The theatre was built at the request of Armenian magnate Daniel Mailov and funded by Azeri magnate Zeynalabdin Taghiyev. In 1910, famous Russian soprano Antonina Nezhdanova visited Baku giving several concerts at various clubs and performance venues. On a ball organized on the occasion of Nezhdanova's departure at the local casino, she was asked whether she would like to visit Baku again. Her response was negative followed by a concern that in a city of so many wealthy people no one would fund the construction of a decent opera theatre where singers could fully demonstrate their musical talent. Daniel Mailov who had grown to admire both Nezhdanova's voice and persona during her tour decided to use this opportunity and offered her to revisit Baku in one year to attend the opening of a new opera theatre, which he would order to build in her honour. According to an urban legend, Mailov and his brother were not invited to a housewarming ball of a famous opera singer from Baku whose new house (now the head office of SOCAR) was one of the most outstanding pieces of architecture in the city. The Mailovs therefore decided to erect a building of their own outdoing the "tactless" singer.
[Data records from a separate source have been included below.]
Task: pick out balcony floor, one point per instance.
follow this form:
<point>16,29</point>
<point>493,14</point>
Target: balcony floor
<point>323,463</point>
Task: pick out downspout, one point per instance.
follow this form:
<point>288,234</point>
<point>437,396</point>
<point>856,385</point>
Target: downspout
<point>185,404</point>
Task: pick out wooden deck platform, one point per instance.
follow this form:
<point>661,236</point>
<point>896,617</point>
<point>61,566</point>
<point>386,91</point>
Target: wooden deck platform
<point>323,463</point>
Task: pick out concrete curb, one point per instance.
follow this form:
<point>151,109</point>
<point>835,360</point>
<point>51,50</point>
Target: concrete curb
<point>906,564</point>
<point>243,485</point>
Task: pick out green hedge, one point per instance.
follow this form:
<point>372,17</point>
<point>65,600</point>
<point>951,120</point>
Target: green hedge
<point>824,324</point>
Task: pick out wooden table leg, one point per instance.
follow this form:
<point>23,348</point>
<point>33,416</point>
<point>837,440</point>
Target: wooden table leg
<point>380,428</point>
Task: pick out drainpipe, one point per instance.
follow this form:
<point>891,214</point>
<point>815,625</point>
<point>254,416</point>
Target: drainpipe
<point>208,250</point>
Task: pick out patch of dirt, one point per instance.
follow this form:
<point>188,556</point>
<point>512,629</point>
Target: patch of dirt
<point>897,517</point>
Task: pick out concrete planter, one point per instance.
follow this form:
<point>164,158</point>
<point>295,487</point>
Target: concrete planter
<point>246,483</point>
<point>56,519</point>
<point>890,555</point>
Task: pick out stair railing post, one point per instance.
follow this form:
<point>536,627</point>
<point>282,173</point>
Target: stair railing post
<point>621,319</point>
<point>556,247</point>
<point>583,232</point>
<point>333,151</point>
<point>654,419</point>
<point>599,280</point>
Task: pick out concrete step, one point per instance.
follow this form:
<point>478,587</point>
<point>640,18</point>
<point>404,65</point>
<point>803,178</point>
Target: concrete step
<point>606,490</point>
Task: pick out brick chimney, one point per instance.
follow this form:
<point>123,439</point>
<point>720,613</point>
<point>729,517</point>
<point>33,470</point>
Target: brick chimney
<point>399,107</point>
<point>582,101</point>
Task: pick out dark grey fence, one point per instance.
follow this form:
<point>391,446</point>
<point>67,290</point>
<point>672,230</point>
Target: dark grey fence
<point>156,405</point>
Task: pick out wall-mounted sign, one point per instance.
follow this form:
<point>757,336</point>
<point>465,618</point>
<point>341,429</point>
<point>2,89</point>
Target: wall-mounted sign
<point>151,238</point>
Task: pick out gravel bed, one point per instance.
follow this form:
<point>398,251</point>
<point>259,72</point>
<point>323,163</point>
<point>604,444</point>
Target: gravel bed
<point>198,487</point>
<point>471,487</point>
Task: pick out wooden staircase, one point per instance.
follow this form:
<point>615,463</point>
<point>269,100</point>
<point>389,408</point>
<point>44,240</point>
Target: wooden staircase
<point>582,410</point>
The Russian architect and civil engineer of Armenian descent Nikolai Bayev designed the architectural sketch of the theatre. However the construction of such grandiose building in a year was unheard of at the time and required many safety measures to be taken. The Mailovs decided not to wait for the approval of the City Council but were ordered to stop the construction as it violated building regulations. Soon Bayev managed to convince the city legislature and received its approval. Azeri magnate Zeynalabdin Taghiyev who had earlier sponsored the construction of the Taghiyev Theatre (present-day Azerbaijan State Musical Comedy Theatre) expressed his doubts that the new theatre could be fully constructed in such a short period of time. Daniel Mailov laid a bet: if the Mailovs did not manage to get the theatre built on time, they would offer it to Taghiyev as a gift; if the theatre was indeed built by 1911, Taghiyev would have to cover all the building expenses.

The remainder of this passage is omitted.